"I SUPPOSE IT WAS AN HOUR."
"Poor dear James is the worthiest soul, but he has no more brains than a pin—the small kind of pin that you get in change for a farthing!"
"James always seemed to me a good footman."
"Rupert! He is an admirable footman. I haven't a word to say against him in that capacity. He does his duties with the beautiful regularity of an automatic machine. But move James from his own dear little beaten track, and he is lost, hopelessly, irrevocably lost!"
"What beaten track has he left? and why is he rousing your ladyship's wrath?"
Lady Cicely Redesdale, lying back in the cosiest chair of her cosy boudoir, swung her pretty foot to and fro, and glanced up at her tall cousin with one of her gay little laughs. Rupert Mernside, the son of her mother's sister, had always been to her more of elder brother than cousin, and from their earliest youth there had existed between them a frank camaraderie which had never degenerated into flirtation, or drifted into any sentimental relationship. Cicely was in the habit of saying that Rupert was the person of all others from whom she would not only ask, but take, advice; because his judgment was so sound and he possessed a really well-balanced mind. This opinion of him had been endorsed by her late husband, who had only qualified it with one limitation.

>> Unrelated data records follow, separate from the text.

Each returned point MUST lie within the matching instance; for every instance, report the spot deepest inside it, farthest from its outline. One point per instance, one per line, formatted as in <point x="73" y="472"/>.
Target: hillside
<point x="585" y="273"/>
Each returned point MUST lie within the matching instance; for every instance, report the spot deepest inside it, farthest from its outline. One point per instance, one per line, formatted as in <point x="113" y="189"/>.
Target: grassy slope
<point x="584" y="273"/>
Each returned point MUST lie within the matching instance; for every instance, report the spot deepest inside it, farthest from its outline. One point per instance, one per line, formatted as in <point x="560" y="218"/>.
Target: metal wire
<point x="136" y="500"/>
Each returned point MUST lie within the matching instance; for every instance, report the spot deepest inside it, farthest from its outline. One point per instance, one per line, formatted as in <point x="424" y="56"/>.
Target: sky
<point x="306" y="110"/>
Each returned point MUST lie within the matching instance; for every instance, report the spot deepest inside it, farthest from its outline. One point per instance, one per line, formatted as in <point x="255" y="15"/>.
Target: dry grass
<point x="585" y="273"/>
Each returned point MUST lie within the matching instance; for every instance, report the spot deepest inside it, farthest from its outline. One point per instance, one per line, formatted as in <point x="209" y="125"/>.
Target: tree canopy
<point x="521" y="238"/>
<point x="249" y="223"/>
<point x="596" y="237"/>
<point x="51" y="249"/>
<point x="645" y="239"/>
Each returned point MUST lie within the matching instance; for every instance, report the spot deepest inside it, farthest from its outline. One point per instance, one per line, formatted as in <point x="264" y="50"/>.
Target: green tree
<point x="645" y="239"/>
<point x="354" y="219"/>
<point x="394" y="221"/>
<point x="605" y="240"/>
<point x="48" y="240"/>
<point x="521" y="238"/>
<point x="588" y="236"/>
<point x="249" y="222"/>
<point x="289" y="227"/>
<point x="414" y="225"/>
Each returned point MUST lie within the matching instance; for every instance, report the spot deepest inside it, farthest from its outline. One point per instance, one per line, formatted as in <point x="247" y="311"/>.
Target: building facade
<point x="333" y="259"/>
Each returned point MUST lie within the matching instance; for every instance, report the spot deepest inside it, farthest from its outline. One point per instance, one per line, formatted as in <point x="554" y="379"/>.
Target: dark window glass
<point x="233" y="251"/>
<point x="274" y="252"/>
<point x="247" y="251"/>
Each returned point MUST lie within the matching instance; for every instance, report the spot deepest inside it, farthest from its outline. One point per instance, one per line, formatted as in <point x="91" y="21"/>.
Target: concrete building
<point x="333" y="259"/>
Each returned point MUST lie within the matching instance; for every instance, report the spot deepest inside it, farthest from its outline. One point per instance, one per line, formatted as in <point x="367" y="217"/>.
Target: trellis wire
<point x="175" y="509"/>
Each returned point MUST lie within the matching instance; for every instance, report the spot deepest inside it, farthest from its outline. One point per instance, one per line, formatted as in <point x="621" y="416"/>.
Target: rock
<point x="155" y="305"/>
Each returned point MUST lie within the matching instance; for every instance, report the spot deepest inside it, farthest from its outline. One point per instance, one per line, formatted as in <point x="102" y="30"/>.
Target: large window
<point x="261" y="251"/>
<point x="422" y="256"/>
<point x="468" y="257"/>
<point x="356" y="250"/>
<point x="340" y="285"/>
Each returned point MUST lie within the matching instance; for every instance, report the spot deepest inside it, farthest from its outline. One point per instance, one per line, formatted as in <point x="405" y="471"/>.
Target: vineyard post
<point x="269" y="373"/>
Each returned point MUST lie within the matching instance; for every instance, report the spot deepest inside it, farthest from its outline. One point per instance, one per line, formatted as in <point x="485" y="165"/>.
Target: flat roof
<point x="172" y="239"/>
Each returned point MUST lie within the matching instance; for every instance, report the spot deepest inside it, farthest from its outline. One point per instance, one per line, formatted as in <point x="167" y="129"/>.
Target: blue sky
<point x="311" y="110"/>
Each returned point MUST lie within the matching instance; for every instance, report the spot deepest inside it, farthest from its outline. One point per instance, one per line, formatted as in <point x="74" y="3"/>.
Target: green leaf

"Rupert's got as sound and balanced a mind as any man could wish for, but once let the right woman get hold of him, and she will twist him round her little finger."
Those words of her husband recurred to Cicely now, as she lifted her eyes from their contemplation of her own dainty shoes and looked up into Rupert's rugged face.
"I should rather like to see a woman twist you round her little finger," she said irrelevantly.
"A woman—me? What on earth have a woman and I got to do with James's delinquencies?"